Austerlitz – W.G. Sebald

 


Austerlitz – W.G. Sebald
(trad. Ada Vigliani)
Adelphi editore (I ed. 2001)


Sul tentativo di penetrare l'oscurità in cui siamo immersi.

W.G. Sebald è probabilmente l'autore che più ha influenzato la generazione di scrittori attuale e Austerlitz il romanzo che l'ha innalzato fino al ruolo di personalità di culto nel panorama letterario del primo quarto del XXI secolo.
La trama si dipana a partire dall'incontro della voce narrante con Jacques Austerlitz, professore di storia dell'Architettura, in una sala d'attesa della stazione ferroviaria di Anversa nel 1967. Da lì nasce una frequentazione episodica, fatta di conversazioni che vertono sulla struttura di edifici e costruzioni, chiacchierate apparentemente casuali che si interrompono per riprendere all'incontro successivo in un altro luogo, ampliandosi e arricchendosi di digressioni come cerchi generati da un sasso che cade in uno stagno. È la prosa caratteristica di Sebald: una scrittura che procede per associazioni di idee, uno stile ellittico che mescola realtà e finzione, arricchendo la narrazione con inserti fotografici e superando il genere romanzo ibridandolo con la biografia, il racconto di viaggio, il saggio. Una prosa più attenta ai temi che allo sviluppo dei personaggi, che a volte finiscono per risultare un po' deboli.
Dalle riflessioni sull'arte le discussioni si allargano al rapporto tra spazio e tempo, al viaggio e al movimento. Argomenti che scivolano inesorabilmente uno nell'altro, spingendo il protagonista ad andare indietro con il pensiero, alla giovinezza prima e all'infanzia poi, in un viaggio alla ricerca del tempo perduto e delle sue origini.

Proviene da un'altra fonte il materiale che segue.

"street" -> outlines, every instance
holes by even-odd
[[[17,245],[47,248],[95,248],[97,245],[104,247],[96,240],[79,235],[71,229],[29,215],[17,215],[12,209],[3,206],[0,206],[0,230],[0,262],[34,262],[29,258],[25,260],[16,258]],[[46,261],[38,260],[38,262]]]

Austerlitz è un libro che pone la lotta tra oblio e memoria al centro del dibattito letterario. Da una parte ci sono i meccanismi di difesa, i tentativi di rimozione che l'inconscio mette in atto per non cancellare il passato e proteggersi dalle sofferenze, dall'altra il bisogno di sapere chi siamo, la volontà di vedere il proprio percorso nella sua interezza, senza tralasciare alcun particolare, conoscere la propria storia per dare un senso all'esistenza, ricordare il passato per tenerlo vivo. E in mezzo c'è l'uomo immerso nel labirinto della storia, che si sforza di vivere l'istante, di raggiungere quel luogo fuori dal tempo da dove si abbraccia tutto con uno sguardo, il punto fermo del mondo che ruota, l'Ehrebung del Burnt Norton eliotiano.
"Mi sono sempre ribellato al potere del tempo escludendomi dai cosiddetti eventi temporali, nella speranza – come penso oggi, disse Austerlitz – che il tempo non passasse, non fosse passato, che mi si concedesse di risalirne in fretta il corso alle sue spalle, che là tutto fosse come prima o, per meglio dire, che tutti i punti temporali potessero esistere simultaneamente gli uni accanto agli altri, cioè che nulla di quanto racconta la storia sia vero, che quanto è avvenuto non sia ancora avvenuto, ma stia appunto accadendo nell’istante in cui noi ci pensiamo, il che naturalmente dischiude peraltro la desolante prospettiva di una miseria imperitura e di una sofferenza senza fine."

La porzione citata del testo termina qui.